Shelyagov explained that during the coronavirus pandemic in 2020, the demand for cremation increased from 53-54% of the total number of burials to 70-72%, as there were problems with burials. In Moscow, St. Petersburg and Novosibirsk, the share of the service has always been around 60%, Shelyagov noted. The head of the funeral service added that the trend is now that a large amount of cremation has begun to leave Moscow for regions where this service is cheaper. For example, in Nizhny Novgorod and Tula.
“There was practically such a business name – false cremation. (…) You come to the farewell hall, say goodbye to a relative, and then the coffin with the body is conditionally immersed down in an elevator or goes into the wall, the body is taken away for cremation in another city, and after a while you are simply given an urn with ashes and related documents.
According to Shelyagov, the lack of cemeteries is a constant problem in big cities. To solve it, additional territories are being allocated, new cemeteries and crematoria are being prepared to open. At the same time, almost all crematoria are private, some are opened jointly with the municipality, but the investments are still private.

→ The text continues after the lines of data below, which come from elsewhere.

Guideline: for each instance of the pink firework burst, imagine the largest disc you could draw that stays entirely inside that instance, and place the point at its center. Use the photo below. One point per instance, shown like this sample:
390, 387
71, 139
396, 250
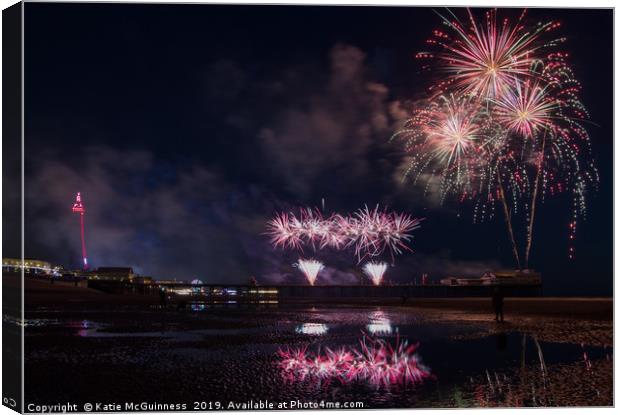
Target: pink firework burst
310, 268
369, 232
483, 59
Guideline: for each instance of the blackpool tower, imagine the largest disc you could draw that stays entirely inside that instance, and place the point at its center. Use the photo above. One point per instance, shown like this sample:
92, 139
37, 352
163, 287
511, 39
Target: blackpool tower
78, 207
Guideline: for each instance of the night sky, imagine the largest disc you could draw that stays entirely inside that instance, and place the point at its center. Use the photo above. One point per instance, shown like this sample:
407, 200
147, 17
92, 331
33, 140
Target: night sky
186, 127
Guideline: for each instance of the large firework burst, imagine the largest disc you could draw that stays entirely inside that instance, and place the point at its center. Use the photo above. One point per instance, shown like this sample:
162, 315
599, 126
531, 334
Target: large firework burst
485, 58
505, 121
369, 232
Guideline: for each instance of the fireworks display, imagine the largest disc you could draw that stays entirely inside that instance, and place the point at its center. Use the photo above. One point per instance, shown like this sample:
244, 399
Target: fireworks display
369, 232
374, 361
503, 123
310, 268
375, 271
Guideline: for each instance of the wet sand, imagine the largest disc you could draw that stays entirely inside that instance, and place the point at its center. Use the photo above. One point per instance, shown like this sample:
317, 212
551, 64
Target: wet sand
97, 346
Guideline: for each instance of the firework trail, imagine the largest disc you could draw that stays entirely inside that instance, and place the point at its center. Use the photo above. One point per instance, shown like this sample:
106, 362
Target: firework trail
374, 361
504, 123
310, 268
375, 271
368, 232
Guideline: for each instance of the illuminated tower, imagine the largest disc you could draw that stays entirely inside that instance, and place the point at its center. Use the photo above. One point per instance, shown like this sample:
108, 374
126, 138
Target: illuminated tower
78, 207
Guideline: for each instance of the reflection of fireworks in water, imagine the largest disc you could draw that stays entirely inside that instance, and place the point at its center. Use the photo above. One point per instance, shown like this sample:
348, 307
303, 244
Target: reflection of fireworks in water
375, 361
375, 271
310, 268
369, 232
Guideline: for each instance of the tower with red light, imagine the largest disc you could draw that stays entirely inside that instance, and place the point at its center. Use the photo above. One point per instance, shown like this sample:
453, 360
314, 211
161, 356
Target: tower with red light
78, 207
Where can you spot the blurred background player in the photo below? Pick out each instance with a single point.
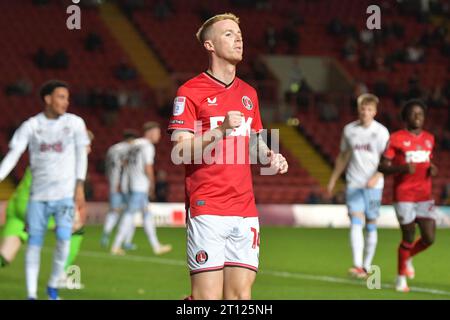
(115, 165)
(222, 219)
(362, 144)
(408, 157)
(15, 233)
(57, 143)
(140, 175)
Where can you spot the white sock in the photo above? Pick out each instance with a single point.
(357, 244)
(370, 245)
(126, 226)
(59, 260)
(150, 230)
(130, 234)
(110, 222)
(32, 264)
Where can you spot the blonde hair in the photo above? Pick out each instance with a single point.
(367, 98)
(206, 26)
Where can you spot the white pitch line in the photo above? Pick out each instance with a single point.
(281, 274)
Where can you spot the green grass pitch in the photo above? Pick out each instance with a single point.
(295, 264)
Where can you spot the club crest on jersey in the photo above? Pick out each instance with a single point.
(212, 102)
(178, 106)
(247, 102)
(201, 257)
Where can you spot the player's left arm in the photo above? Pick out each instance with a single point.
(81, 162)
(258, 147)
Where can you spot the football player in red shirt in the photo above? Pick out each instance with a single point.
(408, 156)
(222, 220)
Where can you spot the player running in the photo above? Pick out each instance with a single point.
(15, 233)
(115, 165)
(57, 142)
(408, 157)
(362, 144)
(222, 220)
(140, 175)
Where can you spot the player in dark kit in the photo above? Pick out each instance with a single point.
(408, 156)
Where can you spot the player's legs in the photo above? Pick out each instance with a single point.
(237, 283)
(37, 220)
(207, 285)
(8, 250)
(126, 225)
(241, 258)
(372, 199)
(150, 229)
(427, 235)
(64, 211)
(206, 239)
(406, 216)
(356, 209)
(426, 216)
(116, 204)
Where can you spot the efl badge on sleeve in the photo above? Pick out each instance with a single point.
(178, 106)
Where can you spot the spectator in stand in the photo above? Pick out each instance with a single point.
(93, 42)
(22, 87)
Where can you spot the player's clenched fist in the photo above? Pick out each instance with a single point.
(232, 120)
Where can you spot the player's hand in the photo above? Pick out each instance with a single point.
(373, 181)
(278, 162)
(232, 120)
(330, 188)
(411, 168)
(433, 170)
(80, 200)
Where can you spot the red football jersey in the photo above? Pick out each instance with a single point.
(405, 147)
(223, 187)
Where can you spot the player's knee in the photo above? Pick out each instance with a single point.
(36, 239)
(428, 240)
(206, 295)
(356, 219)
(63, 233)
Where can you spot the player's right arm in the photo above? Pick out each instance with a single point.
(17, 146)
(189, 147)
(341, 163)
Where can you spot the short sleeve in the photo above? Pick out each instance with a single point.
(389, 153)
(81, 135)
(257, 123)
(21, 137)
(149, 154)
(383, 140)
(183, 113)
(344, 146)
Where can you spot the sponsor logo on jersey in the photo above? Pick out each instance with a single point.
(418, 156)
(56, 147)
(362, 147)
(247, 102)
(178, 106)
(201, 257)
(212, 102)
(243, 130)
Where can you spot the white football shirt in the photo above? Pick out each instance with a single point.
(52, 144)
(367, 146)
(115, 159)
(141, 154)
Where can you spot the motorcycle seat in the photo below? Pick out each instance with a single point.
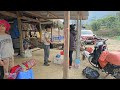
(113, 57)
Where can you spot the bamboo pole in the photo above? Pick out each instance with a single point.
(66, 44)
(21, 33)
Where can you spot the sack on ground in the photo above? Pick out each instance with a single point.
(90, 73)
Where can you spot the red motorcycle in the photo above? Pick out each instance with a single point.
(101, 58)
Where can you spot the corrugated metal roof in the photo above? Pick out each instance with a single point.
(58, 14)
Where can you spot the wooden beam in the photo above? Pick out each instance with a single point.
(9, 14)
(40, 31)
(21, 33)
(6, 13)
(52, 14)
(29, 19)
(66, 44)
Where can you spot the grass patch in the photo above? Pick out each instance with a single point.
(116, 37)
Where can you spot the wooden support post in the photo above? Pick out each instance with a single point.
(51, 34)
(66, 44)
(21, 33)
(78, 38)
(40, 31)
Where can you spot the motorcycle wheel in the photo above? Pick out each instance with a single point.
(116, 74)
(90, 61)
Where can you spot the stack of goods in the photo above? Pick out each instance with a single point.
(23, 71)
(59, 58)
(77, 63)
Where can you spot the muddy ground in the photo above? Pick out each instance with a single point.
(56, 71)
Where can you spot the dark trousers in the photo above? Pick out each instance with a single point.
(70, 58)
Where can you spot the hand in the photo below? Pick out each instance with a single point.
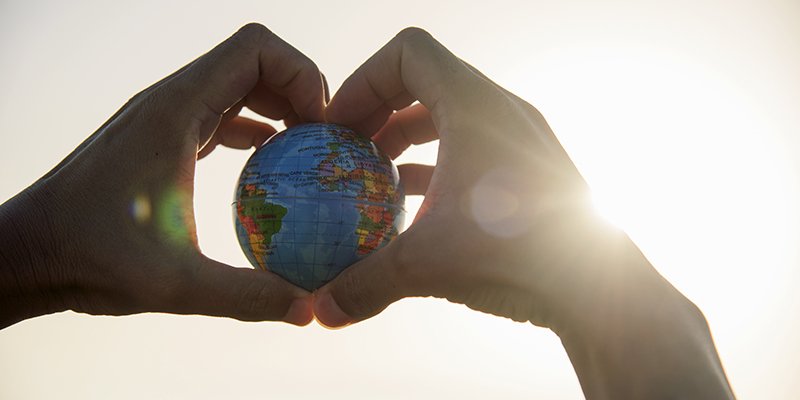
(506, 227)
(111, 230)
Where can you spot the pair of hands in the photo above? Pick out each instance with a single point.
(505, 227)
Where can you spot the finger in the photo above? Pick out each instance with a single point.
(134, 100)
(411, 66)
(252, 56)
(415, 177)
(411, 125)
(366, 288)
(238, 133)
(267, 103)
(359, 292)
(220, 290)
(326, 87)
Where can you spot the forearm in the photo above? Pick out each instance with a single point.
(28, 287)
(656, 346)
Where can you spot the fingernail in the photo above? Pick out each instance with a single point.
(328, 313)
(300, 312)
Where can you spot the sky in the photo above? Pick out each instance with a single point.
(682, 115)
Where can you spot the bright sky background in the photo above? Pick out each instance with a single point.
(683, 115)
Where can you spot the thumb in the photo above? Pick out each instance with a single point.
(365, 288)
(245, 294)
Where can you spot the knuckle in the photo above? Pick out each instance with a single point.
(358, 301)
(253, 31)
(415, 34)
(402, 265)
(257, 301)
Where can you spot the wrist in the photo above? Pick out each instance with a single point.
(30, 282)
(633, 335)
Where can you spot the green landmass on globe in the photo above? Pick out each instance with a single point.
(315, 199)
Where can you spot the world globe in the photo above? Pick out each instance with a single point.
(315, 199)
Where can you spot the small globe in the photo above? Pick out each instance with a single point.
(313, 200)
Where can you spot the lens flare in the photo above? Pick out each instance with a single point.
(496, 206)
(175, 217)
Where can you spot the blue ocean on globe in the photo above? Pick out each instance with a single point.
(315, 199)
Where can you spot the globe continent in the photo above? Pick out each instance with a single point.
(313, 200)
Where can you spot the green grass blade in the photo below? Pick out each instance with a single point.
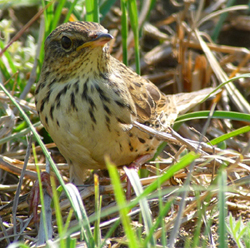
(57, 14)
(145, 210)
(124, 31)
(92, 10)
(106, 6)
(71, 7)
(222, 182)
(230, 135)
(135, 27)
(121, 202)
(236, 116)
(59, 220)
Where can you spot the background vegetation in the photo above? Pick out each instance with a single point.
(195, 193)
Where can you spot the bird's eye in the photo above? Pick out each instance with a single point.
(66, 42)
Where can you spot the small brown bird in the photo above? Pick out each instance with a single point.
(88, 101)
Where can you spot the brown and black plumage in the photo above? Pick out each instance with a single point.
(87, 100)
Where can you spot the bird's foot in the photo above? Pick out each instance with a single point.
(34, 197)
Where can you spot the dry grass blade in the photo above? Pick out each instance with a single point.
(240, 102)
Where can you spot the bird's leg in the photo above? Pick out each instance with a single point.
(34, 197)
(136, 165)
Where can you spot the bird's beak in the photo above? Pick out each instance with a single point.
(99, 40)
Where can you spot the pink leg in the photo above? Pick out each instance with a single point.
(34, 197)
(136, 165)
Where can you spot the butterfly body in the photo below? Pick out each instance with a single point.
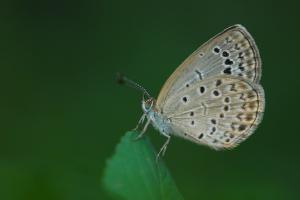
(156, 118)
(214, 97)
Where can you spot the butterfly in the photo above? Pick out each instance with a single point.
(213, 98)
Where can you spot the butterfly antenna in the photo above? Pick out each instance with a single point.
(121, 79)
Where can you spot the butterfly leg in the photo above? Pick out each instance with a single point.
(144, 130)
(163, 149)
(141, 121)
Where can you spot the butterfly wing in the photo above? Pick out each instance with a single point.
(232, 52)
(219, 112)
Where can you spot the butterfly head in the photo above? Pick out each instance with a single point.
(148, 104)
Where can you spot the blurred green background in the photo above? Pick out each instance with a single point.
(62, 113)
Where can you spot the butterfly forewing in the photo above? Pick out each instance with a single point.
(231, 52)
(219, 112)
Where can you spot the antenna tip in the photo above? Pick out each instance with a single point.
(120, 78)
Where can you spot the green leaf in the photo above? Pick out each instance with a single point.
(133, 173)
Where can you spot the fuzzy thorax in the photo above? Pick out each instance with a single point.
(158, 121)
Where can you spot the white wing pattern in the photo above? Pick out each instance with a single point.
(214, 97)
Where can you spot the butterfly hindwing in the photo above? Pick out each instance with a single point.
(219, 112)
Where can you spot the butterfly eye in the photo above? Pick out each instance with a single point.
(147, 105)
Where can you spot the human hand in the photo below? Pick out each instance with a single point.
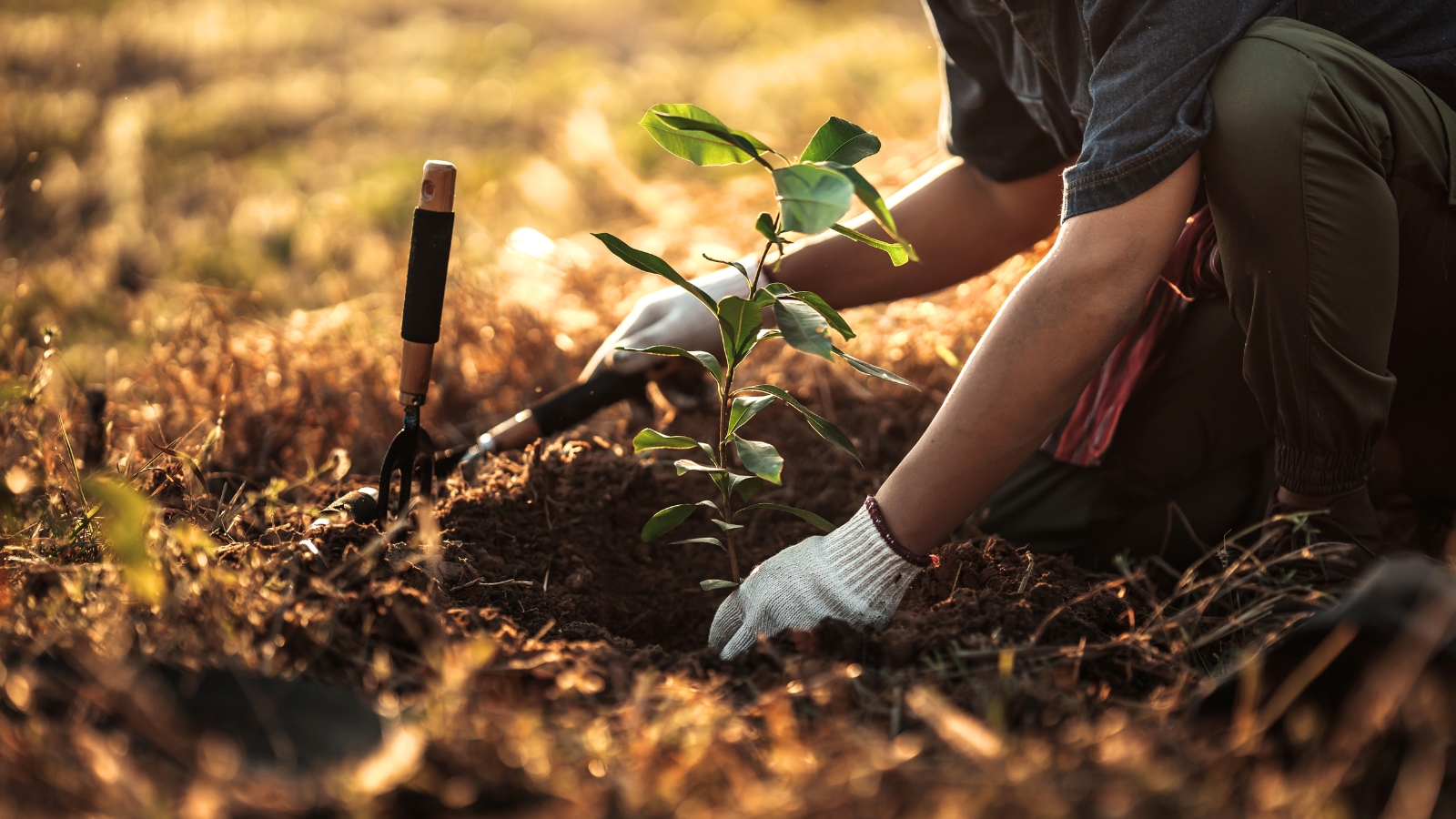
(854, 574)
(670, 317)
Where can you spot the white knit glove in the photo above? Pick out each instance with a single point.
(854, 574)
(670, 317)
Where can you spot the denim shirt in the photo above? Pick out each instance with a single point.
(1123, 85)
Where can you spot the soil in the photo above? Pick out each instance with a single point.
(550, 538)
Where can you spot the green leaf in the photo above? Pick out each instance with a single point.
(830, 314)
(746, 407)
(705, 359)
(742, 268)
(699, 137)
(841, 140)
(746, 486)
(761, 460)
(740, 321)
(875, 203)
(803, 513)
(652, 439)
(126, 521)
(824, 429)
(711, 541)
(764, 227)
(684, 467)
(781, 290)
(804, 329)
(897, 252)
(812, 197)
(873, 370)
(667, 519)
(647, 263)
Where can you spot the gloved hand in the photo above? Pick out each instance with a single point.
(670, 317)
(856, 573)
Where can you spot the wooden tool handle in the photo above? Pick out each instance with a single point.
(426, 288)
(437, 187)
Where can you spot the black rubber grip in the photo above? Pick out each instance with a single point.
(426, 285)
(568, 407)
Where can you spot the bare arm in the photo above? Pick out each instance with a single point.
(1036, 359)
(960, 222)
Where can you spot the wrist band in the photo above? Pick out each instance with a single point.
(934, 561)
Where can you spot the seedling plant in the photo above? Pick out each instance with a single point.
(813, 194)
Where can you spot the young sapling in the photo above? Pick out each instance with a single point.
(813, 194)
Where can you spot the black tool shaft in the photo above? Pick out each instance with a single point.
(426, 283)
(568, 407)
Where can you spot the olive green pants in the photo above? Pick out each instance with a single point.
(1331, 182)
(1190, 462)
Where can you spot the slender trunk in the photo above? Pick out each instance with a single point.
(724, 409)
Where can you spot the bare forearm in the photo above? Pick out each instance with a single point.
(1036, 358)
(960, 222)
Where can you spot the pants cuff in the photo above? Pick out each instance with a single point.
(1321, 474)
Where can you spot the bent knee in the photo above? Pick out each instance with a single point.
(1261, 87)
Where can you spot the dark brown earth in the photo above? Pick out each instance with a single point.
(550, 540)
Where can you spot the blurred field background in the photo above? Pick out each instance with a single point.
(206, 206)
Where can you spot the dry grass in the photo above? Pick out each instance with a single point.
(204, 216)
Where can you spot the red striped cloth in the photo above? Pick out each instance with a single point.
(1191, 273)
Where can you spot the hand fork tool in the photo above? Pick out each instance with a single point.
(412, 452)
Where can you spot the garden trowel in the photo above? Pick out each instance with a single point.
(412, 452)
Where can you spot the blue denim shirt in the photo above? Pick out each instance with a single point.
(1123, 85)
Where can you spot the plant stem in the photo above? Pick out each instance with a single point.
(724, 389)
(763, 257)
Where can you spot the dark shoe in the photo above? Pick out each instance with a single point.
(1344, 521)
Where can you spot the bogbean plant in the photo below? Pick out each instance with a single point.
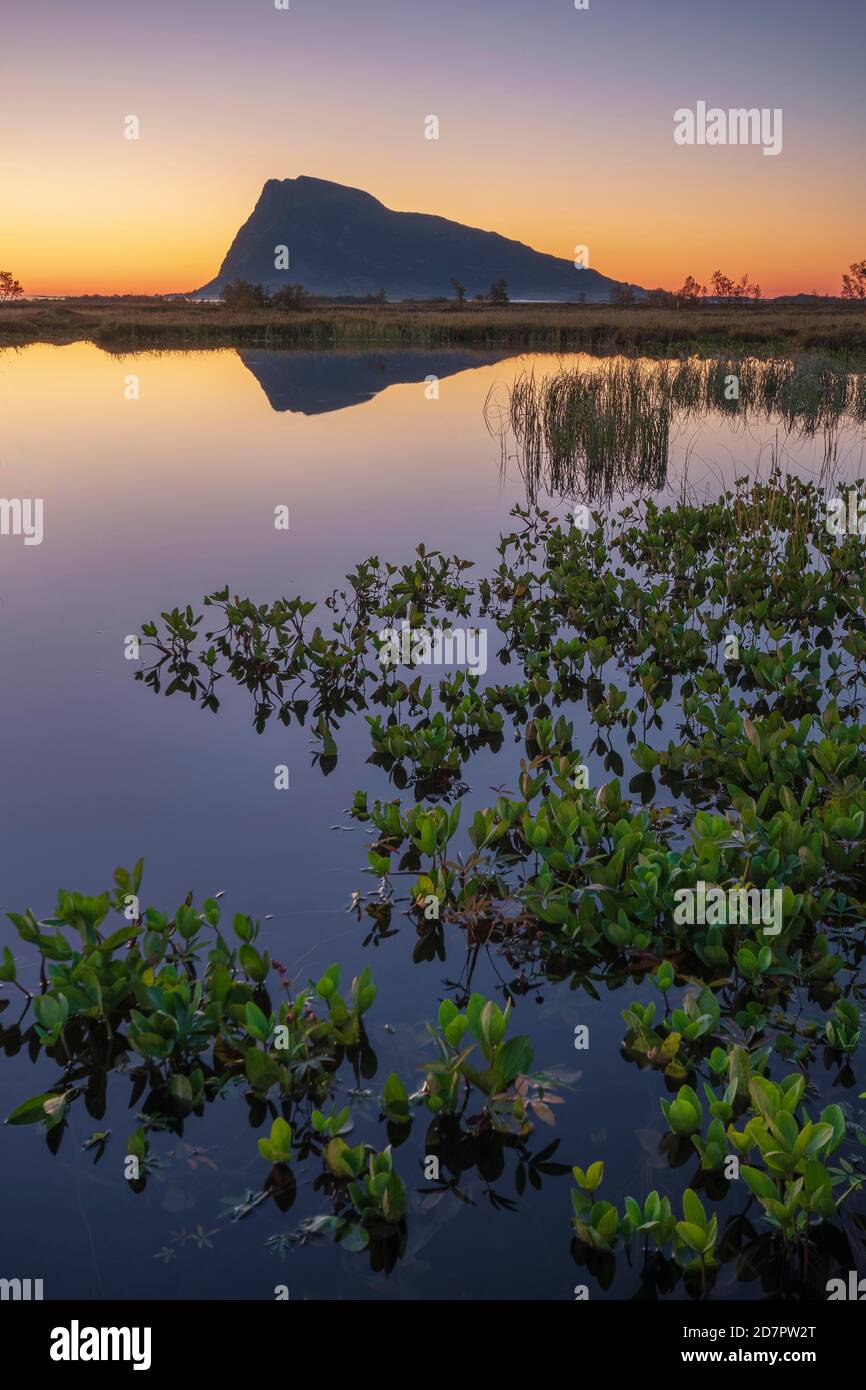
(191, 1005)
(745, 616)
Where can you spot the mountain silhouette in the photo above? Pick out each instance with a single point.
(316, 382)
(344, 242)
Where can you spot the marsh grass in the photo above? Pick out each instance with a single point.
(602, 328)
(590, 430)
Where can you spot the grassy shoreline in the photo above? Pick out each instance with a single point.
(129, 325)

Earlier, The Insider drew attention to the Russian funeral services business, which is experiencing an unprecedented rise thanks to state support. At first, government policies to combat the coronavirus helped, and since 2022 the number of graves has been growing amid the war in Ukraine. Thus, the cemetery of PMC Wagner in the Krasnodar Territory has grown seven times in two months. Now cemeteries allocate soldiers' plots, sell special camouflage coffins and introduce new rites of military burial. At the same time, crematoria previously suffered from sanctions, but are now opening at an unprecedented rate, as "import substitution has been established."